Blake subsequently was signed to the Mack Avenue label, for whom he released three well-received albums: Lest We Forget, featuring organist Joey De Francesco and produced by Christian McBride; Sonic Tonic, which combined Weather Report-style electric jazz with funk, Latin, and Caribbean music, produced by Meshell Ndegeocello, and Shayari, featuring Jack DeJohnette, Regina Carter, and Christian McBride (whose bands he had begun playing in since 2000). He also appears in several albums by the great West Coast bandleader Gerald Wilson for Mack Avenue.

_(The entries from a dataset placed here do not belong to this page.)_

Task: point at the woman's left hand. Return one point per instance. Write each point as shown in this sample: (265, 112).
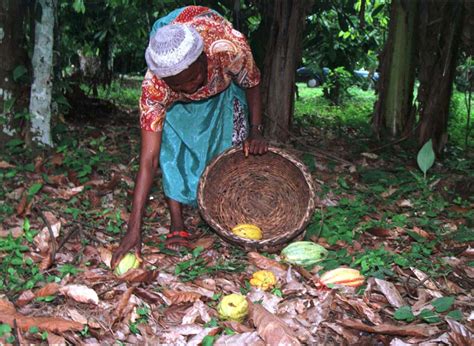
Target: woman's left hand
(255, 144)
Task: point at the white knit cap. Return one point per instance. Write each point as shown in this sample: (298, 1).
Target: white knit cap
(172, 49)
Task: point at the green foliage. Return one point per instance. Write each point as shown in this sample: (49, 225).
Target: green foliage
(338, 223)
(197, 266)
(426, 157)
(339, 36)
(18, 273)
(443, 304)
(440, 305)
(404, 313)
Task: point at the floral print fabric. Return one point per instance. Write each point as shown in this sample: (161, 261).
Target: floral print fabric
(229, 59)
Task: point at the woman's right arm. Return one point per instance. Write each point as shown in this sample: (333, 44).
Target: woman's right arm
(149, 159)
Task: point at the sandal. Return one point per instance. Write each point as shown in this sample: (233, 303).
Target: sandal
(176, 240)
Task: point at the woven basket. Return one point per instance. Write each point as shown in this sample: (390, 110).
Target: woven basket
(274, 191)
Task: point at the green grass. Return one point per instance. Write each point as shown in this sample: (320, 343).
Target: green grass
(356, 112)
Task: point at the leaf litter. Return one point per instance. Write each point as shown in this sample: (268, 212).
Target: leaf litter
(399, 235)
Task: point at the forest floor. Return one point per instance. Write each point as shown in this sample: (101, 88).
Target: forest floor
(62, 213)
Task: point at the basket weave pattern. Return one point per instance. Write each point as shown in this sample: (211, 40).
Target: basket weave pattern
(274, 191)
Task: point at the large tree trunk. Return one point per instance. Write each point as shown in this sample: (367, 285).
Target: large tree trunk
(12, 55)
(283, 51)
(440, 33)
(42, 62)
(397, 67)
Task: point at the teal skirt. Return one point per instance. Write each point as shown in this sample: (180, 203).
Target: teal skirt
(195, 132)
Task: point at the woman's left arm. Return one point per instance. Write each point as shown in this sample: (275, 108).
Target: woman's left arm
(255, 143)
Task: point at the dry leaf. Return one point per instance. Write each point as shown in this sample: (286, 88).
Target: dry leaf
(422, 233)
(418, 330)
(4, 164)
(25, 297)
(177, 297)
(371, 156)
(15, 232)
(47, 260)
(174, 314)
(321, 309)
(405, 203)
(244, 339)
(238, 327)
(8, 314)
(105, 255)
(265, 263)
(269, 301)
(350, 336)
(48, 290)
(149, 296)
(77, 316)
(199, 309)
(459, 334)
(139, 275)
(205, 243)
(197, 339)
(43, 238)
(271, 328)
(428, 283)
(380, 232)
(122, 304)
(390, 292)
(362, 309)
(54, 339)
(80, 293)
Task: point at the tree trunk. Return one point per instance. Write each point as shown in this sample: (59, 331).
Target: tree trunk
(42, 62)
(12, 55)
(397, 67)
(440, 33)
(283, 51)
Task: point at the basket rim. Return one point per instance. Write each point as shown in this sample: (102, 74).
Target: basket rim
(270, 242)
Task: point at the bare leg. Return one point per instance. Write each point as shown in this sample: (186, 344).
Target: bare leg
(176, 213)
(178, 237)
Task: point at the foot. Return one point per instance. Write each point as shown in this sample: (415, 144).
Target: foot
(177, 240)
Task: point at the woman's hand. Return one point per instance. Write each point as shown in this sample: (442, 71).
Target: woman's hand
(255, 144)
(131, 240)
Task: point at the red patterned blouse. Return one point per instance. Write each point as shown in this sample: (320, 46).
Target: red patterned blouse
(229, 58)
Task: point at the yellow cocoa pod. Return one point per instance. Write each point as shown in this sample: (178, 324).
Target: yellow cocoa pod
(248, 231)
(129, 261)
(342, 276)
(263, 279)
(233, 307)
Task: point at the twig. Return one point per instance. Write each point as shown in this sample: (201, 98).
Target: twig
(16, 333)
(67, 236)
(313, 150)
(54, 243)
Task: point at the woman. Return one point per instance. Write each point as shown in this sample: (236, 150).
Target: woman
(201, 80)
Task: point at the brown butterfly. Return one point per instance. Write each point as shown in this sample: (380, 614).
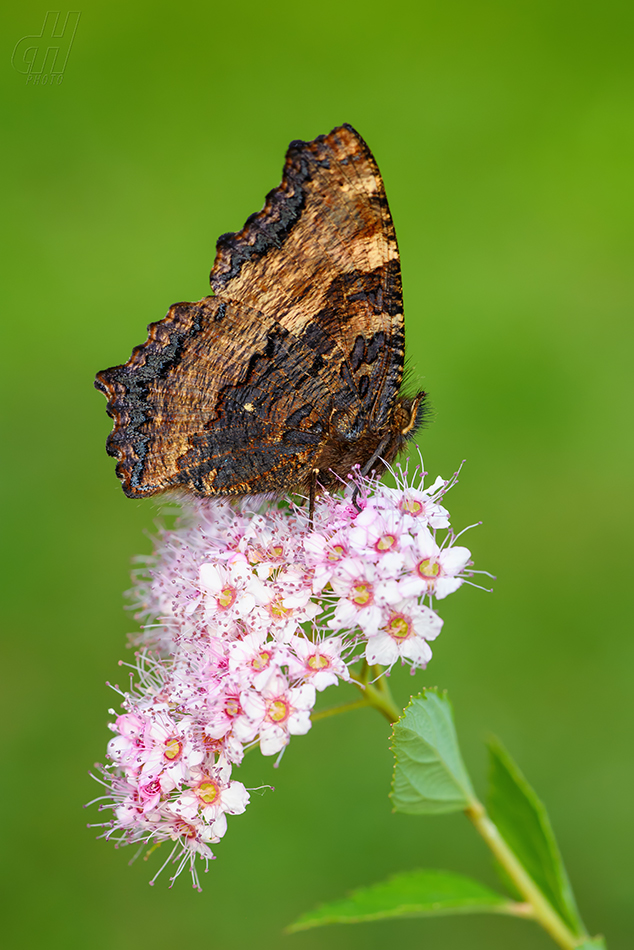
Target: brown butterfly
(291, 371)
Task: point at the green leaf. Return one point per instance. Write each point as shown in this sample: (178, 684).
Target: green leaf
(429, 776)
(412, 894)
(523, 822)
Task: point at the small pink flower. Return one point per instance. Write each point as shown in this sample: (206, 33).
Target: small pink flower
(280, 711)
(318, 663)
(435, 570)
(405, 635)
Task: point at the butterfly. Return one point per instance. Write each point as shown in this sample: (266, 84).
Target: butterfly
(289, 374)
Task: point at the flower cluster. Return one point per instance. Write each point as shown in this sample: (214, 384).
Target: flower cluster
(248, 611)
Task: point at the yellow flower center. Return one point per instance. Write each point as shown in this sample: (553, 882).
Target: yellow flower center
(428, 568)
(361, 595)
(261, 661)
(277, 609)
(278, 710)
(410, 506)
(207, 792)
(386, 543)
(227, 597)
(172, 750)
(398, 627)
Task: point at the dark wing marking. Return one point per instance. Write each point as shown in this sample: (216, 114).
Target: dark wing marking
(323, 251)
(235, 405)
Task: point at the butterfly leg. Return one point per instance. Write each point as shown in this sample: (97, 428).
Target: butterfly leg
(314, 475)
(367, 468)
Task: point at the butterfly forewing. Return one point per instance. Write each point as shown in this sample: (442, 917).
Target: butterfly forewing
(296, 361)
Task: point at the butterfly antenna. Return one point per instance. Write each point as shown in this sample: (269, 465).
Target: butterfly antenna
(367, 468)
(314, 475)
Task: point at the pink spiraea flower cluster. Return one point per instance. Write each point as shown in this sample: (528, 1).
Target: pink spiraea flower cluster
(248, 612)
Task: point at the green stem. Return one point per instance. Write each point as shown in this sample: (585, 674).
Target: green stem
(335, 710)
(378, 694)
(542, 912)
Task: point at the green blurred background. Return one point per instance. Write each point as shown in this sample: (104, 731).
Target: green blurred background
(505, 134)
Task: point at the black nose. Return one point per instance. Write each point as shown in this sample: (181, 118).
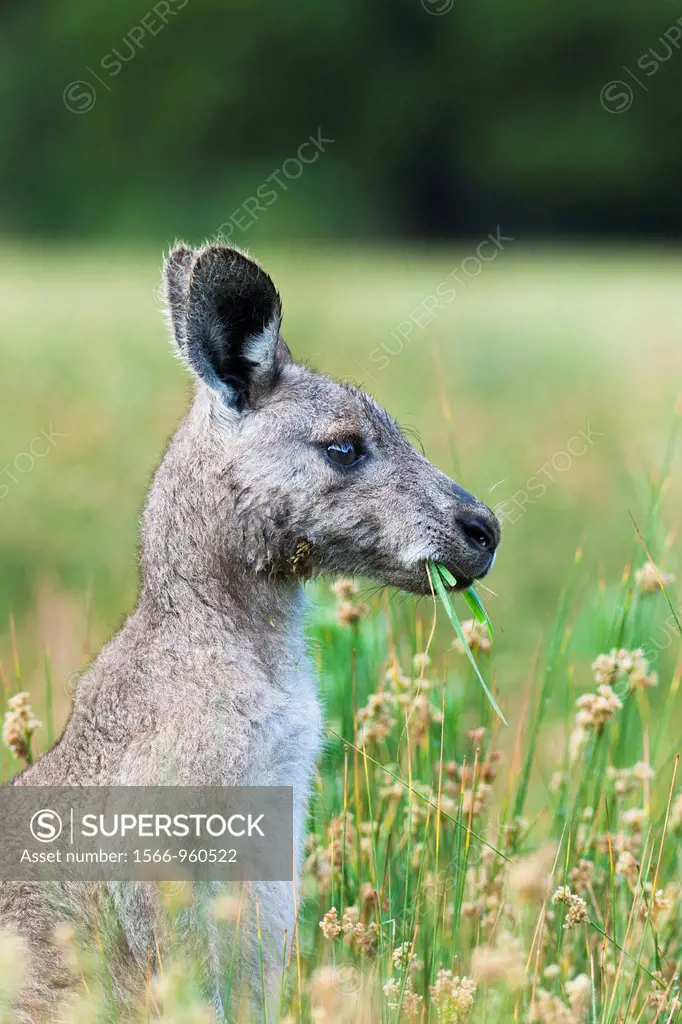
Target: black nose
(480, 531)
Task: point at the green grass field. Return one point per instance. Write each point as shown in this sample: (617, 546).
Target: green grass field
(548, 387)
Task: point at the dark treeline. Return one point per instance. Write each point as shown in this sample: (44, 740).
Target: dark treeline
(448, 117)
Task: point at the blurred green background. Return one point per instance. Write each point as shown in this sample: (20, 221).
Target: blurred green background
(448, 117)
(433, 124)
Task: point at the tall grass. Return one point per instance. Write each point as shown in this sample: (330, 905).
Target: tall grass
(458, 869)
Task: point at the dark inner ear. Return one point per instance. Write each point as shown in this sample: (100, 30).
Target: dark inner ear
(233, 316)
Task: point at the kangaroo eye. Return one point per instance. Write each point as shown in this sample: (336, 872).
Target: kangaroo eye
(344, 454)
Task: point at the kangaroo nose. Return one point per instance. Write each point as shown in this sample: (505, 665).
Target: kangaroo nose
(481, 530)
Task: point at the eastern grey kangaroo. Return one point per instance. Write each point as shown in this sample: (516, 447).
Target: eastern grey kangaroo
(275, 474)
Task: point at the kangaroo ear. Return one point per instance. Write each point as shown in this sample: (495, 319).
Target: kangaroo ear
(225, 314)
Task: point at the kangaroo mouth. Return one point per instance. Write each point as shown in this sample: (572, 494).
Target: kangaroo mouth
(468, 579)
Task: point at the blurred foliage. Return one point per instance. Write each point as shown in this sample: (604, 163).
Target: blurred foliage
(443, 125)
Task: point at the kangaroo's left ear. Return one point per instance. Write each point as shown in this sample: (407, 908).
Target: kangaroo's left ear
(225, 314)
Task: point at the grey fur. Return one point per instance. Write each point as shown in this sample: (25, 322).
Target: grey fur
(209, 681)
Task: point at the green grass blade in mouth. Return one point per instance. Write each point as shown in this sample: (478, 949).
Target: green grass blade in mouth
(479, 612)
(471, 597)
(437, 578)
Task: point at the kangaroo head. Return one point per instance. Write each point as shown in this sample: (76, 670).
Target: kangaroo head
(287, 471)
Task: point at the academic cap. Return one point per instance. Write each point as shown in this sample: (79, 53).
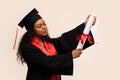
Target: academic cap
(29, 20)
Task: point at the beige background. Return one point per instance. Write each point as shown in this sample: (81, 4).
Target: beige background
(99, 62)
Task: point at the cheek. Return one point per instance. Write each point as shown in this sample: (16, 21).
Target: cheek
(38, 32)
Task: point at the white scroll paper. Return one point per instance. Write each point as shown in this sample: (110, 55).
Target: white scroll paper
(86, 31)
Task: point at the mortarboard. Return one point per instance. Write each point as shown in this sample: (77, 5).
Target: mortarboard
(29, 20)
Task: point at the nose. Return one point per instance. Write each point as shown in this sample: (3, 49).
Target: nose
(44, 27)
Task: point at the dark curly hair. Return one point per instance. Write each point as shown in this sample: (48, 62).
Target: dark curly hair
(27, 39)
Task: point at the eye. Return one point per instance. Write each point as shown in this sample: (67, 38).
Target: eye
(44, 23)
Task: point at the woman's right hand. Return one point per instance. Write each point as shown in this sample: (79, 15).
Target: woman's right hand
(76, 53)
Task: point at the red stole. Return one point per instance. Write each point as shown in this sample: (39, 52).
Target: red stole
(48, 50)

Blake had planned on recording a fourth album for Mack Avenue to complete what he envisioned as a series of different projects, but the label dropped him—partly because as a member of the SNL band, it was difficult for him to hit the road in support of his recordings.
In 2007, he joined the faculty of the Juilliard School and in 2010 completed a Master’s Degree in Jazz Studies with a Film Scoring emphasis at New York University. Among his scoring efforts is the podcast A Bedtime Project. In 2012, he won his first of three Grammys as a member of Christian McBride’s Big Band for The Good Feeling. He has been a member of the Mingus Big Band/Orchestra since 2014 and the Love Rocks NYC House Band, led by bassist Will Lee, since 2017.
Between his playing and performing, his teaching, his music and education efforts in the Virgin Islands (for which he alongside the members of Dion Parson & the 21st Century Band were recognized by the Virgin Islands Legislature and United States Congress), it’s difficult to imagine a jazz artist who has had a fuller or more wide-ranging career. Have we failed to mention that he founded the Caribbean Jazz Institute at the Snow Pond Center for the Arts in Sidney, Maine? And that he has presented master classes and clinics across the country?
In the end, there is no mistaking how important Blake is to jazz. And there’s no better place to appreciate that than Mistaken Identity.